Clinton and Sanders acknowledged there were problems with the current system. Clinton sighted what she calls the “Charleston loophole,” that allows some to avoid background checks when buying a firearm.
The loophole is named for the city where nine people were murdered in a historically black church. The accused gunman in the case is alleged to have gotten the murder weapon in three days, despite the fact his background check was incomplete.
Clinton said in addition to closing that loophole, she wants more done to hold gun manufacturers and gun sellers responsible for the damage their product do in the hands of criminals.
But Sanders rejected that position.
“If you’re talking about holding gun manufacturers liable when they sell guns in an area where they are likely to get in the hands of criminals, that’s one thing, but if they are selling a product to a person who buys it legally, what you’re really talking about is ending gun manufacturing in America. I don’t agree with that.”
The scene outside the auditorium as the candidates spoke was a marked contrast to what has been witnessed at some recent Republican debates where protestors have been a loud and persistent presence. In contrast, those who shouted and brandished signs in Flint mainly did so to support a candidate rather than oppose one.
Asked in a general way about the question of race in America, Sanders noted that he was arrested in the 60’s for helping to integrate Chicago schools, and that he also marched with Dr. Rev. Martin Luther King, Jr.

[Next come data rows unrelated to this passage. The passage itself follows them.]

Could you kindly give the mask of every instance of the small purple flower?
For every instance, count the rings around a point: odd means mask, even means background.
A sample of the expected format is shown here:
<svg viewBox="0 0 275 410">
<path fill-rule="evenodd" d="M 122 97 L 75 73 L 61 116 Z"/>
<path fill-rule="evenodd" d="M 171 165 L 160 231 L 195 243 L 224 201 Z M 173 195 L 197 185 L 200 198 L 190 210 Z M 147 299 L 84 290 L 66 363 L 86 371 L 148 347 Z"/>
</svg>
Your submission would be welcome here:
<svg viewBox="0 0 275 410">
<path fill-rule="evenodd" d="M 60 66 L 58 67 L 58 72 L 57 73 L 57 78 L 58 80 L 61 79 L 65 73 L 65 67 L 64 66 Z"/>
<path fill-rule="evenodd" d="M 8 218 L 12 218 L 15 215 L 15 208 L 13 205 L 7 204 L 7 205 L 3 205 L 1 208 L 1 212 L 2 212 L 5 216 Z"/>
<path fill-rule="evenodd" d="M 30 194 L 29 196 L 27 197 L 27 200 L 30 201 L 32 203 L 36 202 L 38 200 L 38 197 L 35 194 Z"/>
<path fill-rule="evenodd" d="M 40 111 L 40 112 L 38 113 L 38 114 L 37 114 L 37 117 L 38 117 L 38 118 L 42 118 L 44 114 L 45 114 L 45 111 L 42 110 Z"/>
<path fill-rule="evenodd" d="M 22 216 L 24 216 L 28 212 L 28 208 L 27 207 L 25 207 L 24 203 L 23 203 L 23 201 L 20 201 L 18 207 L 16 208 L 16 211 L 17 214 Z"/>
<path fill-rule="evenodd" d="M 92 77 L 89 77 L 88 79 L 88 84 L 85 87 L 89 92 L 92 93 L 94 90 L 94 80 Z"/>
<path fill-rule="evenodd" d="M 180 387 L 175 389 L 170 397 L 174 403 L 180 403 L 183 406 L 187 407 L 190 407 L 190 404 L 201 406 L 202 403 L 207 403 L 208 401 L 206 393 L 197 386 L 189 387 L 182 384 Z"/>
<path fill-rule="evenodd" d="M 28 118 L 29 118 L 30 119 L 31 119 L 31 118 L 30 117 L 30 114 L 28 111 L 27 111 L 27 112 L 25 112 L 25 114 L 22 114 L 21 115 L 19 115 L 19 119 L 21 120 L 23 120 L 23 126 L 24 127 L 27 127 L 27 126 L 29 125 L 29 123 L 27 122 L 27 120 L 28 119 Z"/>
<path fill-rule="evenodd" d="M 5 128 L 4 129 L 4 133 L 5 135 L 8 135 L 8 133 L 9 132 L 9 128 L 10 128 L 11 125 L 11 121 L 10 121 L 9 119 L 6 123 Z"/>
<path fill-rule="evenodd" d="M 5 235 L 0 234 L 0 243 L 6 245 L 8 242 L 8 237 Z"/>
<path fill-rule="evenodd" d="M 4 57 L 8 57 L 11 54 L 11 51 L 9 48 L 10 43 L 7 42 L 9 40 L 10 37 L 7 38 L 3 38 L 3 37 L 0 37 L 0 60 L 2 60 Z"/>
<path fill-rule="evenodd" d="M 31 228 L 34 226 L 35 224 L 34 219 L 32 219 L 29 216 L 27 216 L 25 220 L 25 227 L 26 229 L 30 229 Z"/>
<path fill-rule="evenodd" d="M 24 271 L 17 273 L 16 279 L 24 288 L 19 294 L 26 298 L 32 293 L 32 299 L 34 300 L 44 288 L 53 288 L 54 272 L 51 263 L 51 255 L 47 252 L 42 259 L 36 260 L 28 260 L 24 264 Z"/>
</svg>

Clinton responded to the same question, admitting that she can never truly understand what it is like being black, but that she worked tirelessly throughout her professional life to better the condition of blacks, particularly black children.

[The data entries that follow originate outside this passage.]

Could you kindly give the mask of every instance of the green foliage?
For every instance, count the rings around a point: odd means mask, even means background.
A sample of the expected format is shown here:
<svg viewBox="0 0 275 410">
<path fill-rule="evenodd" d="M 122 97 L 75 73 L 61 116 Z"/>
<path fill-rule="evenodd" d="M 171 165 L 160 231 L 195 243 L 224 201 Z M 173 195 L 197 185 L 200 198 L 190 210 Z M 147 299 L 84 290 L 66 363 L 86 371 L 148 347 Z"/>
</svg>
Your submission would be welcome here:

At another point, a woman asked Sanders about the role God was relevant to him personally and as a public official.
“God is relevant,” Sanders said. “Because whether you are talking about Christianity, Judaism, Islam or any other religion, what it comes down to is this do onto others as you would have done onto you.”
One of the best laugh lines of the nights also went to Sanders, who said whether he or Clinton becomes president, “We are going to invest a lot of money into mental health… and if you watch the Republican debates, you know why.”